The Civil Procedure Code of Romania (Codul de procedură civilă al României) is the law regulating civil procedure in Romania. It came into force on 15 February 2013 as Law no. 134/2010, implemented through Law no. 76/2012, replacing the old Civil Procedure Code of 1865. As a transitional measure, some of the Code's provisions came into force on 1 January 2016.

==Background and implementation==
The civil procedure code is the result of a major legal reform which began in the mid-2000s, prior to Romania's accession to the European Union. It was designed in such a way as to simplify and accelerate civil proceedings, following repeated condemnations of Romania by the European Court of Human Rights for breaching the standards of a fair civil trial as established by the ECHR. To this end, new mechanisms were introduced to ensure an optimal and predictable duration of trials, as well as remedying a perceived inconsistency of Romanian case law.

The code came into force two years after a new civil code was also implemented, and thus it also aimed to align civil proceedings with the new substantive law.

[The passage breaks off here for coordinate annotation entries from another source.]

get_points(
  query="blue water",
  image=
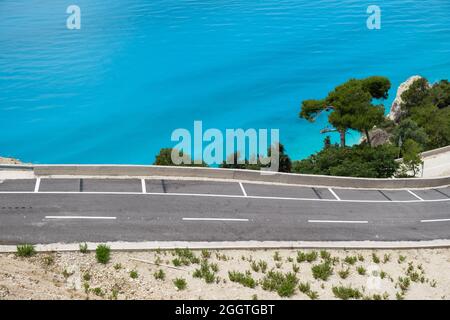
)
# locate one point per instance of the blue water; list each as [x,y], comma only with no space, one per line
[113,91]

Despite a number of transitional issues, the 2015 Cooperation and Verification Mechanism report on Romania found that the new codes led to a decline in trial length to an average of 1.5 years. According to the same report there was also a reduction in the judiciary's overall workload, with tribunals and courts of appeal experiencing a 17% decline in the number of cases.

==Contents==
The code comprises a preliminary title and seven books (cărţi) which include provisions on contentious and non-contentious proceedings, arbitration, enforcement, special procedures (such as divorce and partition) and international civil lawsuits. The books are further divided into titles, chapters and sections.